オリンピック・スノーボード雑感
グーフィー、1080(テン・エイティー)、L2L(リップトゥリップ)こんな言葉がテレビで聞くこと出来る時代が来るなんて...
今、冬季オリンピックのスノーボード競技群で、この耳慣れない言葉が飛び交っている。
ちなみに、グーフィーとはボード乗せる足のスタンスのことで、通常右利きの人は左足を前において滑る、その逆の右足が前になるスタンスがグーフィーだ。1080(テン・エイティー)はエアーで2回転半すなわち1080℃回転すること。
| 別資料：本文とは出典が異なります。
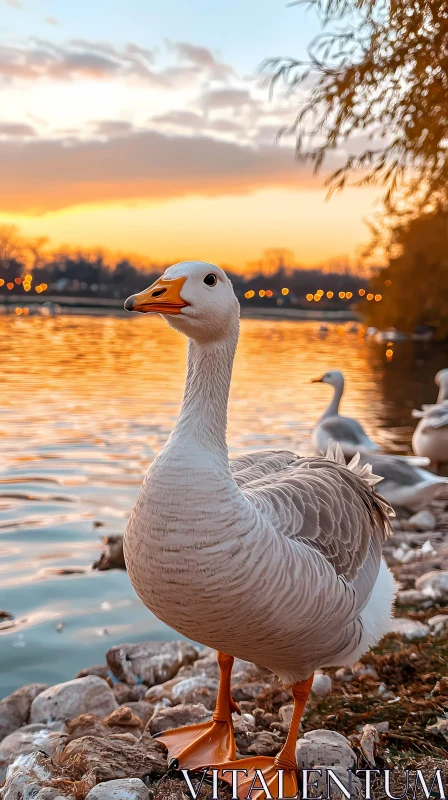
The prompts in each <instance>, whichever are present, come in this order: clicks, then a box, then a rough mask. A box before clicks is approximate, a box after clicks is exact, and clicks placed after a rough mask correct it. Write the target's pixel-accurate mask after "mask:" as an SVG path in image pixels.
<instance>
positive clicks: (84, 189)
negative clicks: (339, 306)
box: [0, 0, 378, 268]
mask: <svg viewBox="0 0 448 800" xmlns="http://www.w3.org/2000/svg"><path fill="white" fill-rule="evenodd" d="M317 31H318V25H317V21H316V19H315V17H314V15H313V14H312V13H311V12H306V11H305V10H304V9H301V8H297V7H294V6H293V7H287V5H286V2H285V0H213V2H210V0H189V2H185V0H164V2H163V3H159V2H157V3H156V2H153V1H152V0H127V2H124V0H89V2H87V0H77V1H76V2H67V0H0V36H1V41H0V85H1V93H2V102H1V109H0V175H1V183H0V224H11V223H13V224H15V225H17V226H18V227H19V228H20V231H21V232H22V233H23V234H24V235H26V236H48V237H49V238H50V240H51V243H52V244H54V245H59V244H62V243H68V244H80V245H83V246H95V245H99V246H104V247H106V248H108V249H109V250H115V251H121V252H133V253H141V254H142V255H143V256H145V257H149V258H151V259H153V260H154V261H166V260H172V261H175V260H184V259H189V258H196V259H203V260H207V261H214V262H218V263H220V264H222V265H232V266H236V267H238V268H243V267H244V265H245V263H246V262H248V261H251V260H254V259H256V258H258V257H259V256H260V254H261V252H262V251H263V249H265V248H272V247H276V248H278V247H285V248H289V249H290V250H292V251H293V252H294V253H295V254H296V258H297V261H298V262H300V263H303V264H317V263H319V262H322V261H326V260H328V259H329V258H337V257H341V256H344V255H347V256H349V257H354V256H355V255H356V252H357V250H358V248H359V246H360V245H361V244H362V243H363V242H365V241H366V239H367V236H368V232H367V228H366V227H365V225H364V224H363V219H364V218H365V217H367V216H369V215H370V214H371V213H372V210H373V207H374V206H373V203H374V200H375V198H376V197H377V195H378V190H375V189H363V190H360V189H349V190H346V191H345V192H344V193H343V194H342V195H339V196H337V197H335V198H333V199H332V200H331V201H329V202H325V190H324V189H323V188H322V184H323V175H320V176H318V177H317V178H316V177H314V176H312V175H311V174H310V170H309V168H308V167H304V166H303V165H300V164H298V163H297V162H296V161H295V159H294V140H293V139H292V138H289V139H285V140H284V141H283V143H282V144H281V145H279V144H278V143H276V141H275V136H276V132H277V130H278V128H279V127H280V126H281V125H283V124H285V123H288V122H291V121H292V120H293V118H294V111H295V107H296V103H297V100H295V99H294V98H293V97H288V96H287V95H286V94H285V92H284V91H283V92H282V91H281V90H280V91H278V92H277V93H276V94H275V95H274V97H273V98H272V99H271V100H270V99H269V95H268V90H267V88H266V87H263V86H262V85H261V80H260V75H259V74H258V67H259V65H260V64H261V62H262V61H263V60H264V59H265V58H267V57H270V56H281V55H282V56H288V55H292V56H296V57H299V58H300V57H304V56H305V55H306V45H307V43H309V41H310V39H311V38H312V37H313V36H314V35H315V34H316V33H317ZM340 157H341V158H342V157H343V154H340ZM336 162H337V155H336V156H334V157H332V163H336Z"/></svg>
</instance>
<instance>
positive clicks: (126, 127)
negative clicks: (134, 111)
mask: <svg viewBox="0 0 448 800" xmlns="http://www.w3.org/2000/svg"><path fill="white" fill-rule="evenodd" d="M90 124H91V126H92V128H93V129H94V131H95V133H98V134H99V135H100V136H108V137H112V136H122V135H123V134H124V133H129V132H130V131H131V130H132V127H133V126H132V125H131V123H130V122H126V121H125V120H121V119H103V120H100V121H98V122H91V123H90Z"/></svg>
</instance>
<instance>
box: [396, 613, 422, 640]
mask: <svg viewBox="0 0 448 800" xmlns="http://www.w3.org/2000/svg"><path fill="white" fill-rule="evenodd" d="M389 630H390V632H391V633H398V634H400V636H406V638H407V639H423V638H424V637H425V636H427V635H428V633H429V626H428V625H425V624H424V623H423V622H417V620H413V619H407V618H406V617H394V618H393V619H392V621H391V625H390V628H389Z"/></svg>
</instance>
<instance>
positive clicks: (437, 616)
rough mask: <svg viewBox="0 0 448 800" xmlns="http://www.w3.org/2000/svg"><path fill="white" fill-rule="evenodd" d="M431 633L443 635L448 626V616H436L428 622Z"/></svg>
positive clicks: (439, 615) (436, 615)
mask: <svg viewBox="0 0 448 800" xmlns="http://www.w3.org/2000/svg"><path fill="white" fill-rule="evenodd" d="M428 625H429V627H430V628H431V633H441V632H442V631H443V630H445V628H446V627H447V626H448V614H436V615H435V617H431V619H429V620H428Z"/></svg>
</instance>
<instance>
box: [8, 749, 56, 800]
mask: <svg viewBox="0 0 448 800" xmlns="http://www.w3.org/2000/svg"><path fill="white" fill-rule="evenodd" d="M45 760H47V761H48V759H47V758H46V756H43V755H42V754H41V753H36V752H35V753H28V754H26V755H24V754H23V755H19V756H17V758H16V759H15V761H14V762H13V763H12V764H11V766H10V767H8V770H7V773H6V780H5V783H4V785H3V789H2V795H1V797H2V800H24V798H25V797H27V796H28V798H30V797H32V796H33V794H34V795H36V794H37V792H38V791H39V789H40V788H41V787H42V784H43V783H44V782H45V783H49V782H50V780H51V778H52V774H51V772H50V770H49V769H48V767H47V766H46V764H45V763H44V762H45Z"/></svg>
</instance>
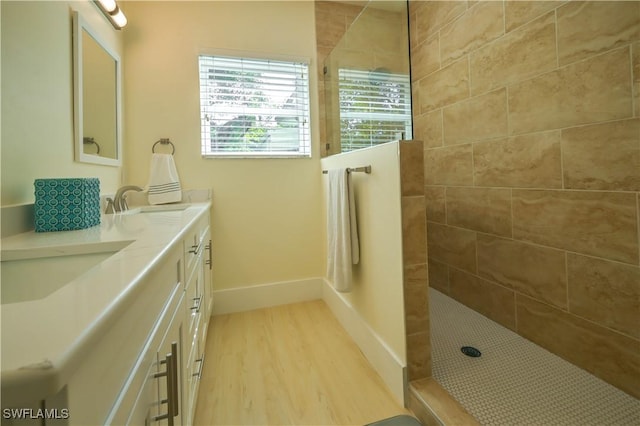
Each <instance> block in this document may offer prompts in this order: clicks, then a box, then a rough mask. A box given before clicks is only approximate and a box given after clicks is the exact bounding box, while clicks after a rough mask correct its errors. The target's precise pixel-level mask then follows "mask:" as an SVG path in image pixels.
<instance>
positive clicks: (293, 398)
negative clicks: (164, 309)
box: [194, 300, 409, 426]
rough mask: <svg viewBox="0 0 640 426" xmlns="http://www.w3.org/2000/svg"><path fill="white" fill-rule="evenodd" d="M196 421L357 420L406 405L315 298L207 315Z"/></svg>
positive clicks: (305, 420) (376, 414) (295, 423)
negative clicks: (290, 303) (399, 400)
mask: <svg viewBox="0 0 640 426" xmlns="http://www.w3.org/2000/svg"><path fill="white" fill-rule="evenodd" d="M206 354H207V357H206V360H205V365H204V370H203V374H202V379H201V382H200V391H199V396H198V402H197V408H196V415H195V422H194V423H195V424H196V425H207V426H209V425H364V424H367V423H371V422H374V421H377V420H381V419H384V418H388V417H392V416H395V415H398V414H408V413H409V412H408V411H407V410H406V409H404V408H403V407H402V405H401V404H400V403H398V402H397V401H396V400H395V398H394V396H393V395H392V394H391V392H390V391H389V389H388V388H387V387H386V386H385V384H384V382H383V381H382V379H381V378H380V376H379V375H378V374H377V373H376V372H375V371H374V370H373V368H372V367H371V365H370V364H369V362H368V361H367V360H366V358H365V357H364V356H363V355H362V353H361V352H360V350H359V349H358V347H357V346H356V344H355V343H354V342H353V341H352V340H351V338H350V337H349V335H348V334H347V333H346V331H345V330H344V329H343V328H342V326H341V325H340V324H339V322H338V321H337V320H336V318H335V317H334V316H333V314H332V313H331V311H330V310H329V308H328V307H327V305H326V304H325V303H324V302H323V301H321V300H317V301H312V302H304V303H297V304H292V305H285V306H279V307H274V308H267V309H260V310H255V311H250V312H241V313H234V314H229V315H221V316H216V317H213V318H212V319H211V323H210V329H209V333H208V337H207V347H206Z"/></svg>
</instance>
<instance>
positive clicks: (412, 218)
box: [402, 196, 427, 266]
mask: <svg viewBox="0 0 640 426" xmlns="http://www.w3.org/2000/svg"><path fill="white" fill-rule="evenodd" d="M426 231H427V230H426V212H425V205H424V196H419V197H402V258H403V262H404V265H405V266H406V265H415V264H424V263H426V262H427V236H426V235H425V233H426Z"/></svg>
L2L(リップトゥリップ)はエアに踏み切った時と同じ向きで着地すること。
調べた訳ではないが断言するけれど、彼らスノーボード・プレイヤーは、100%スノーボード以外の「Xスポーツ」のプレイヤーだ。例えば、スケートボード、BMXといった、主にアメリカのストリートで発祥のスポーツのプレイヤーであるということ。スケートボードのことをSK8と書いちゃう読者の方がいれば、僕がこう断言する気持ちを分かってくれると思う。
僕ら、じゃなくて彼らはきっと、オフシーズンでは公園でSK8していたんだと思う。そうすると、公園にはポリスメンがやって来て解散を促され、不良、ギャング、無法者、放蕩者のように、白眼視され続けてきたのだと想像する。
それが、冬季オリンピックという場で、エアー(空中でのトリック技のこと)やポールスライド「手すりのようなポールの上をボードで滑る技」のカッコ良さ、美しさがこの日本でようやく認められた。
このスポーツは、学生時代から部活もな、く「本当に好き」でPLAYし続けたひとばかりだ。公園で同じスケーターを見つければ友達になり、技を教えあったりしながら地道に競い合ってきた。上手くなって、プロになりスポンサーがついても、それだけでは食べていけず、アルバイトをしながらスポーツを継続していく。ただそのスポーツが好きで、日本も海外も関係なく自分の力を試したくて大会に挑戦していくのだ。
ハーフパイプの2選手のメダリストらしからぬ、淡々とした姿はその象徴のような振る舞いだと思う。彼らは「日本代表」という意識よりも、日本人も外国人も関係なく、同じスケーターとして技を競い合って勝った、と感じているのではないか。メディアが競って「日本のメダル」と騒ぐ中、彼らにとっては日本のために競技に出たのではなく、自分の技を競い、勝ち取った「自分のメダル」という意識の方が強いのだろう。
オリンピックに限らず、サッカーWC、野球WBCもそうだけれどメダルや優勝旗を勝ち取るのるのは日本人だからではではない。選手個人やチームが切磋琢磨し、努力した結果勝ち取ることが出来るものだ。だから僕は、このようなスポーツの機会にナショナリズムを煽るような風潮を好まない。
話は変わるけれど、ボーダーにはアーチスティックな才能を持っている人も多い。オリンピック出場選手でもミュージシャンを兼ねて活動している選手もいるし、トミー・ゲレロは日本のロックフェスに呼ばれ、マーク・ゴンザレスは優れたポップアートを描いている。
今回の冬季オリンピックを通じて、ストリートのプレイヤーへの理解が得られれば良いと思う。そして、「日本」なんてものを背負わされずに、いつまでも純粋に技を磨い欲しいし、今まで通り自由にLIFEを謳歌して欲しい、と僕は願う。
※以下、2/15追記
このブログ自体、ラフに15分くらいで書いたものだったのだけれど「PickUpエントリー」頂いて申し訳なく少しだけ追記。
前回、バンクーバー五輪で服装の乱れなどを指摘され、バッシングされたスノーボード選手がいた。国母和宏選手だ。
彼だけでなく、多くのスケーターはプロ契約を結ぶときでも、おそらく腰パン姿で契約に臨むだろう。「オトナ達」に競技を教えてもらったわけでもなく、自分たちで技を考案し、試してみながら技術を磨いていた。それを、「オリンピック選手」ということでオトナ達が介入し、窮屈な制服をあてがわれ、格式高い振る舞いを要求される。
彼らは「いつも通り」にしていただけである。オリンピックということで、オトナ達が「格式」を押し付けてきたのだ。
スポーツ競技は選手たちのもので、「国のもの」ではない。ツマラナイ国威などをそこに結びつけるから「メダルの個数」に固執したり、先のようなことが起こるのではないか。
オリンピックは国威掲揚のアイテムではないし、マナー教室の場でもない。選手は自由に、「いつも通り」に磨いていてきた競技に臨んで欲しいと思う。